(Ce chapitre contient des TW. Je re-préviendrais au moment.)
Blue.
Il doit être midi lorsque mes paupières s'ouvrent enfin. Mon corps encore engourdi proteste doucement, comme s'il avait été arraché à un rêve profond. Ma main glisse à tâtons sur les draps et je remarque qu'Akira est parti. Depuis longtemps visiblement, à en juger par le silence et l'absence laissée sur le matelas refroidît.
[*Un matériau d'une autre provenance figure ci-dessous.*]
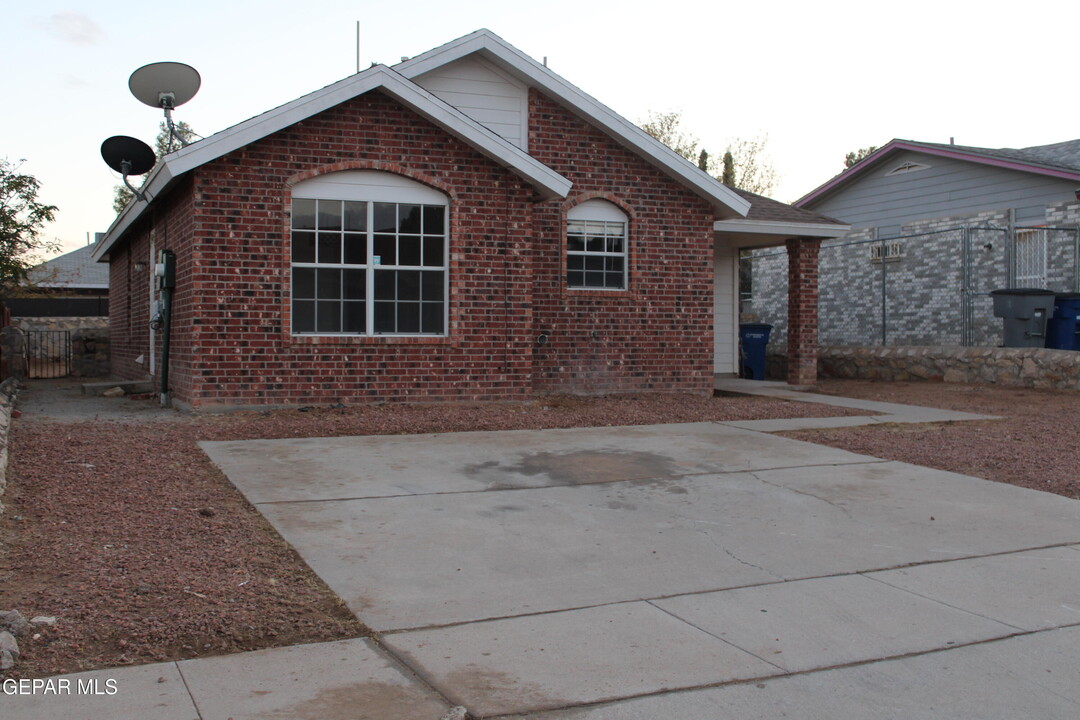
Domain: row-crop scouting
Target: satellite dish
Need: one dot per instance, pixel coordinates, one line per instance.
(164, 84)
(129, 155)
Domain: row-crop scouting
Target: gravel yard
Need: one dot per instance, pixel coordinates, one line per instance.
(144, 551)
(1035, 445)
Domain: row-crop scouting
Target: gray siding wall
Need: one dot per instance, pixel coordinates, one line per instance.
(947, 188)
(923, 297)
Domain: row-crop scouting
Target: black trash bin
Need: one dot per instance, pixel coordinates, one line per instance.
(753, 338)
(1025, 311)
(1063, 330)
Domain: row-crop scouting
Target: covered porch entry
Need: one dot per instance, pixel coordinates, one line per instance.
(771, 223)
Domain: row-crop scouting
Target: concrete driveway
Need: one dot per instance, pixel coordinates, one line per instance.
(685, 571)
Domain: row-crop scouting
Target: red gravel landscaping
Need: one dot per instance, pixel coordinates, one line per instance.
(1035, 445)
(145, 552)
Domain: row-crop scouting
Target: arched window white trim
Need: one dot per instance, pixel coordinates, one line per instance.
(369, 256)
(596, 246)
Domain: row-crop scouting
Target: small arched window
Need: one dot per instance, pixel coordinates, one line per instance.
(368, 256)
(596, 253)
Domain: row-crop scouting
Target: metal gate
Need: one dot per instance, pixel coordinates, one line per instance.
(48, 353)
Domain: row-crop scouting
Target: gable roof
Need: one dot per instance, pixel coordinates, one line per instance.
(771, 217)
(75, 269)
(548, 182)
(725, 202)
(1061, 160)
Je m'assieds lentement au bord du lit, les jambes lourdes, les muscles endoloris, peut-être à cause de cette marche insensée d'hier soir... Cette errance inutile dans les rues, avec l'espoir ridicule et tenace de le revoir. Cet homme aux yeux d'ombre.
Des bribes de souvenirs remontent à la surface, plus claires à chaque battement de cœur.
D'abord, Akira, le plus doux de mes clients. Je me remémore son sourire franc, presque enfantin, sa voix calme, posée. Ses mains élégantes, son écoute attentive. Sa façon de me regarder, sans jugement.
Je revois nos masques abandonnés, négligemment posés sur le rebord de la fenêtre. Nos corps allongés côte à côte, si proches et pourtant, jamais entremêlés. Il m'a mise à l'aise dès les premières minutes, avec cette générosité tranquille qu'ont les hommes qui n'ont rien à prouver. Il ne m'a jamais rien demandé, pas même mon nom, avant que je le lui donne...
Puis après lui, Uzo, celui qui me touche de son âme... Je ne saurais dire pourquoi ni comment, mais cet homme laisse en moi une émotion indélébile, indescriptible, et ce depuis notre première rencontre.
Il s'est tenu là, immobile, dans l'ombre d'un vieux mur que le soir effleurait à peine. Il n'a ni salué ma beauté, ni tenté de me deviner ; ses yeux se sont simplement noyé dans les miens. Et dans cet instant suspendu, j'ai senti un vertige, comme si ma solitude tendait la main à la sienne.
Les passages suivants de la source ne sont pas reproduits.